Everyone has an agenda, even if everyone doesn't acknowledge it.
Everyone thinks his/her issue should be the priority.
And, when Barack Obama took office in January, there were a lot of things that needed to be addressed. I understand the pressure he was under.
So I tried to be patient — even though I have been unemployed since last year and I have grown increasingly alarmed each month as job losses have mounted.
I heard all the big talk in February when the stimulus package was passed. I thought job creation was the priority, especially when I heard Sen. Ben Nelson say, "Call us the jobs squad."
Of course, I thought job creation was a priority a few months earlier, when candidate Obama promised tax credits for businesses that hired Americans in 2009 and 2010. Turned out that was just another politician's pledge to win votes.
It was hard for me to stay silent when Obama famously filled out his NCAA tournament bracket in March, but I tried to be patient when Obama went on TV later in the month and compared his bowling skills to the Special Olympics. His remark opened up a discussion about the use of the word "retard," but it didn't alleviate the unemployment problem.
As the spring went on and administration critics held their famous "tea parties", I continued to try to be patient — as I did when an opening popped up in the Supreme Court. As president, Obama had to nominate a replacement.
By then, the battle lines seemed to have been drawn.
We got into the summer months, and, in July, the president urged the unemployed to be patient so I tried to be patient, but I knew then, as I know now, that time is not an infinite commodity for me. I was assured, by many sources, that job creation was not on the back burner. I wasn't convinced of that, but I put my trust in them.
Anyway, during the summer, the administration turned most of its attention to health care reform.

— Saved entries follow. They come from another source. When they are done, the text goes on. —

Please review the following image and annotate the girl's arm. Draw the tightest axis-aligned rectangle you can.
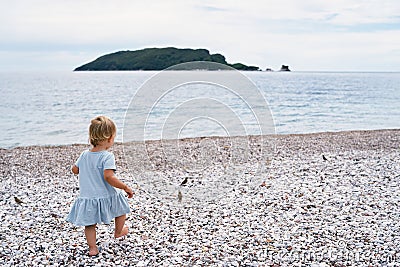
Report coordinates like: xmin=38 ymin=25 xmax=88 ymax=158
xmin=104 ymin=169 xmax=133 ymax=198
xmin=71 ymin=165 xmax=79 ymax=175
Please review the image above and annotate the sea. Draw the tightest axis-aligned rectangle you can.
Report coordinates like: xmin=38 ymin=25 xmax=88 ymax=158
xmin=1 ymin=71 xmax=399 ymax=148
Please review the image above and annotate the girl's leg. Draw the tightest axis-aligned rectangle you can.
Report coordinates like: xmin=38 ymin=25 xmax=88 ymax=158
xmin=84 ymin=224 xmax=98 ymax=256
xmin=114 ymin=214 xmax=129 ymax=238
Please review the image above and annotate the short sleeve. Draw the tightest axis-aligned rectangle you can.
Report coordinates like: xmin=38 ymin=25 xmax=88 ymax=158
xmin=75 ymin=151 xmax=86 ymax=168
xmin=103 ymin=152 xmax=116 ymax=171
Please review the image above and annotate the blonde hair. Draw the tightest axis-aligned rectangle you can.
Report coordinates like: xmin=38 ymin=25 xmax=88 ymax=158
xmin=89 ymin=116 xmax=116 ymax=147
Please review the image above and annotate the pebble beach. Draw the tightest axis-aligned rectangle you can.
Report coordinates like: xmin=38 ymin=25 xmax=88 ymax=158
xmin=1 ymin=129 xmax=399 ymax=266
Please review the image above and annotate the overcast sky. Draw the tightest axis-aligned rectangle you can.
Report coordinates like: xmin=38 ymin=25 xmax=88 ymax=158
xmin=1 ymin=0 xmax=399 ymax=71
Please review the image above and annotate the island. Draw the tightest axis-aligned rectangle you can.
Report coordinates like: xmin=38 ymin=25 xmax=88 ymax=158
xmin=74 ymin=47 xmax=260 ymax=71
xmin=279 ymin=65 xmax=291 ymax=71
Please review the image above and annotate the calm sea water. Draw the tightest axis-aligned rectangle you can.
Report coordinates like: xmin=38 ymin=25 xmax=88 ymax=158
xmin=1 ymin=71 xmax=399 ymax=148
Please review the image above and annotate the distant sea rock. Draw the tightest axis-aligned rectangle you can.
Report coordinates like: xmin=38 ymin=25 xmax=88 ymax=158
xmin=74 ymin=47 xmax=260 ymax=71
xmin=279 ymin=65 xmax=291 ymax=71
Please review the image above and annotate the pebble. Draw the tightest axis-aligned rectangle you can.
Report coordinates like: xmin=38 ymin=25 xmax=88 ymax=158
xmin=0 ymin=129 xmax=399 ymax=266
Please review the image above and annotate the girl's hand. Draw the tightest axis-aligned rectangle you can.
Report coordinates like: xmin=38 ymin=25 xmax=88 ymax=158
xmin=71 ymin=165 xmax=79 ymax=175
xmin=104 ymin=170 xmax=134 ymax=198
xmin=124 ymin=186 xmax=134 ymax=198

And I tried to remain patient — but then Democrats helped to derail the public option that Obama wanted. Meaningful reform no longer seems like a possibility, even a remote one.
This week may have exhausted what was left of my patience.
While Obama was jetting to Copenhagen to press for Chicago to be the host of the 2016 Olympics, word came out that unemployment had gone up in September, that more than 250,000 jobs had been lost.
Phil Izzo of the Wall Street Journal reported on economists' assessment of the weak labor picture. National Economic Council Director Lawrence Summers insisted that the worst of the recession is over. That's a hard sell for the unemployed, especially since one–third of jobless Americans have been out of work for more than six months.
Meanwhile, Obama seems to have been under the impression that his charisma would carry the day with the International Olympic Committee. It did not.
The Wall Street Journal, which hasn't exactly been Obama's ally, insisted that it would not "join those who pounded President Obama for taking a day to travel to Copenhagen."
But Mike Lupica, in the New York Daily News, came closer to expressing my feelings when he wrote that "[t]his wasn't the President's fight. For a smart guy, he does some dumb things sometimes."
Or, as the New York Times asked, "What was President Obama thinking?"